Otro catedrático que se movió mucho en ese sentido, pero desde mucho antes, fue el de Derecho Canónico don Manuel Giménez Fernández, que Cossío definía como “un pez rojo nadando en agua bendita”.
Lo del agua bendita le venía muy bien a don Manuel, pero de pez rojo tenía bien poco, a menos que se tomara la palabra “rojo” en la acepción lata de adversario del Régimen. Con más motivo se le podía llamar “rojo” al cardenal Segura, que por lo menos iba vestido de púrpura. Muy “rojo” no debía de ser don Manuel cuando en marzo de 1936 le faltó tiempo al flamante Ayuntamiento del Frente Popular para retirarle el título de hijo predilecto de la ciudad que se le había otorgado durante el “bienio negro”. Don Manuel era democristiano, y cada vez que criticaba al Régimen en clase o en público, gritaba con su voz chillona: “¡Ojo! ¡Que esto no lo digo yo, que lo dice el Papa en la encíclica tal y cual!” Sus clases tenían un brío polémico que seducía a sus alumnos, a mí el primero, y en ellas se preocupaba, antes de entrar en su materia, los Cánones, de darnos una idea bastante completa de las ideologías enfrentadas, sin conocer las cuales no se explicaba nuestra guerra civil. De él aprendí sobre todo a no morderme la lengua. Nos decía por ejemplo: “¡El Obispo Acuña! ¡A éste lo hicieron obispo porque entonces no se hacían presidentes de Montepío!” Había que rellenar unas fichas a comienzo de curso: “Verán ustedes que donde pone “domicilio” no hay mucho espacio… Los que sean de pueblo, no hace falta de pongan el nombre completo de la calle; basta con que pongan J.A.P.R. y el número de la casa”. En una conferencia en el Club La Rábida le oí decir a grito pelado, en una evocación de su vida parlamentaria: “en los pasillos de unas Cortes en las que José Antonio Primo de Rivera, con cuya amistad me honré, podía cambiar impresiones con Indalecio Prieto ¡con cuya amistad también me honré!”

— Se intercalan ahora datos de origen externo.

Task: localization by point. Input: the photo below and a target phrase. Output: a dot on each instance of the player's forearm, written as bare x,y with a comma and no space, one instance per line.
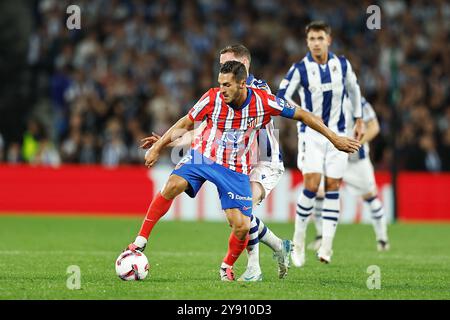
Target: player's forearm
175,132
184,140
372,130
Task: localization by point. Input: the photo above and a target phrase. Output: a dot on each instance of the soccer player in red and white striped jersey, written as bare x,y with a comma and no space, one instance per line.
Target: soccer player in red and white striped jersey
222,153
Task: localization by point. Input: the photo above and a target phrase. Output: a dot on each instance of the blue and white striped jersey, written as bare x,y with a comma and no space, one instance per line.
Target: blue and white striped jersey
322,89
368,115
269,147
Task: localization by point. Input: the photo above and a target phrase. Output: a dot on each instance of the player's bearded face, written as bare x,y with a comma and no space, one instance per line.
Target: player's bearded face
318,42
230,89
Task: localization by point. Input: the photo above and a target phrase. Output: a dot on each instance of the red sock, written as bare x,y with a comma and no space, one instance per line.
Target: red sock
156,210
235,248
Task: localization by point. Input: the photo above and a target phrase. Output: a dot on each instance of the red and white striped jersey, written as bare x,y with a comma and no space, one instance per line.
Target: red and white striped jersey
229,134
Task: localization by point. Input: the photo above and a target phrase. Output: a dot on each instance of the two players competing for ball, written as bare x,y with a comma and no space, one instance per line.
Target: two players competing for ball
324,83
221,153
264,176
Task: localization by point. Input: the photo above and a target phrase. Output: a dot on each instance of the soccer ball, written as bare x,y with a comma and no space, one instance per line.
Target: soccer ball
132,265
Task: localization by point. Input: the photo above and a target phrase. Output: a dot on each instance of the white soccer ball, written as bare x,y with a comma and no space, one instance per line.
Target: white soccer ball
132,265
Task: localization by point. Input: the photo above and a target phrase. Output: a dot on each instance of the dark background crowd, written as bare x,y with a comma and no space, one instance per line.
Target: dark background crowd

Era muy aficionado al cine y a la novela policíaca, y la suya preferida era El asesinato de Rogelio Ackroyd, de Agatha Christie. Tenía escrito un guión de cine sobre Fray Bartolomé de las Casas y se quejaba de que en España sólo se hacían películas si las dirigía “un primo del Fundador”. Evidentemente, José Luis Sáenz de Heredia no era el único director de cine de la época, pero eso le daba igual a don Manuel, que para muchas cosas tenía visión de túnel. Al final de ese túnel estaba el obispo de Chiapas, con el que su identificación era total y en cuyo culto procuraba iniciarnos a sus alumnos. En otra de sus diatribas públicas contra el Régimen, apoyadas sólidamente en pasajes de encíclicas pontificias, llegó a decir que era un disparate construir pantanos en zonas donde nunca llovía y, a alguien que le preguntó por el Plan Badajoz, él contestó que hacía mucho tiempo que no creía en cuentos de hadas. La firma del Concordato le sentó como un tiro y esta vez, sin citar encíclicas por supuesto, arremetió contra Pío XII, a quien llamaba Pacelli a secas, con gran escándalo de los católicos integristas. Años más tarde, recién entronizado Pablo VI, los escandalizados serían los librepensadores de la plaza, cuando arremetía contra él un adalid del integrismo, Elías de Tejada, llamándole a secas Montini. Ambos comentarios los pude oír en la tertulia que ambos catedráticos, y otros colegas, tenían en la librería de Lorenzo Blanco.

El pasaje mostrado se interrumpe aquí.